A man uses a green-colored ATM

Advance ATM malware dubbed FiXS has been used in a string of attacks across Mexico allowing cybercriminals to spit out cash on demand. The attacks have been ongoing since February with researchers unsure how threat actors are able to install FiXS malware on targeted ATM machines.

The attacks are similar in tactics to previous ATM malware called Ploutus, which has targeted Latin America banks since 2013, according to a report by researchers at Metabase Q. An updated strain of the malware was detected in 2021, which “specifically targeted ATMs produced by the Brazilian vendor, Itautec, and was prevalent across Latin America.”

The FiXS malware is new and is currently affecting Mexican banks, wrote Jesus Dominguez and Gerardo Corona from from Metabase Q's Ocelot Team.

FiXS malware earns its name from the type of vendor agnostic ATM middleware it targets called CEN XFS. It’s unclear how cybercriminals gain access to systems to inject the malware into the ATMs, according to researchers. However, once installed FiXS allows attackers to exploit a suite of protocols and APIs that make up CEN XFS. The malware user interface allows remote cybercriminals to program the ATMs to dispense cash, also called jackpotting.

The term jackpotting, in a nod to a type gambling windfall, is jargon for when criminals are able to dispense cash from banking ATMs using either a physical connection, remote malware or a combination of both.

How the ATM malware FiXS works

Characteristics of the FiXS malware, according to Metabase Q, include allowing the threat actor to dispense cash 30 minutes after the ATM reboots.

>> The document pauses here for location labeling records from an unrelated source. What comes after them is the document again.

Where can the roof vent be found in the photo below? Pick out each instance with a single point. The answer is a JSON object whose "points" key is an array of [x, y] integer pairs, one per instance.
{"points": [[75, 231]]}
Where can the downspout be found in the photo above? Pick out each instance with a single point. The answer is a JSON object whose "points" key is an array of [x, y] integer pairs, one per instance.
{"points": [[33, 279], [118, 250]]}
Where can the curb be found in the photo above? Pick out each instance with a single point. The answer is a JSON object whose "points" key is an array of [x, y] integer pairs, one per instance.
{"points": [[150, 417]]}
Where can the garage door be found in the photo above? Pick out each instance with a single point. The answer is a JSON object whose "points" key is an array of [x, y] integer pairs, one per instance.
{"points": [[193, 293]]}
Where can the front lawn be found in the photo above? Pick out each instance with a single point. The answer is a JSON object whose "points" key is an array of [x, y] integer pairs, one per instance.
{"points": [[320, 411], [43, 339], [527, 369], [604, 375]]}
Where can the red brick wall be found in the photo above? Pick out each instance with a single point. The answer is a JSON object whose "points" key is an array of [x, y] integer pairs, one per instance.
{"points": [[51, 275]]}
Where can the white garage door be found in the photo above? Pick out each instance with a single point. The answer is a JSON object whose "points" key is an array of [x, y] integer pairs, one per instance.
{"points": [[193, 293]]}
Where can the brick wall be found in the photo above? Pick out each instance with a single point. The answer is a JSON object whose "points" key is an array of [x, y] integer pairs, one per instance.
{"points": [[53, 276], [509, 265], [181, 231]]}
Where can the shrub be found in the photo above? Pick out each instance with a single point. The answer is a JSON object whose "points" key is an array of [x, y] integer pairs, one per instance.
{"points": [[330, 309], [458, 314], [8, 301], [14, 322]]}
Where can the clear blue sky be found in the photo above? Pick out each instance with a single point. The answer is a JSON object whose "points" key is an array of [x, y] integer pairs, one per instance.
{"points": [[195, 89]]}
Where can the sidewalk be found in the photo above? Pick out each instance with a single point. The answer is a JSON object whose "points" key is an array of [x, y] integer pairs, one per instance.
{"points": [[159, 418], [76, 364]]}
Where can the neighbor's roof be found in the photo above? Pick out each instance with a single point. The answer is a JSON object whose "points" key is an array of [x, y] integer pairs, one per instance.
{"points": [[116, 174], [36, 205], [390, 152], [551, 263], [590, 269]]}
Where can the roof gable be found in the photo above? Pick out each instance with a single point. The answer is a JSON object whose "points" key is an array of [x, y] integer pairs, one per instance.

Criminals must have access to the targeted ATM via an external keyboard. Metadata is associated with the malware in Russian, or Cyrillic script.

The attack chain begins with a malware dropper (conhost.exe), according to Metabase Q. Next, the dropper is able to identify the system’s temporary directory to store the FiXS ATM malware payload.

“The embedded malware is decoded with XOR instruction where the key is changed in every loop via decode_XOR_key() function,” wrote researchers.

“Finally, FiXS ATM malware is launched  via  ‘ShellExecute’ Windows API,” researchers wrote.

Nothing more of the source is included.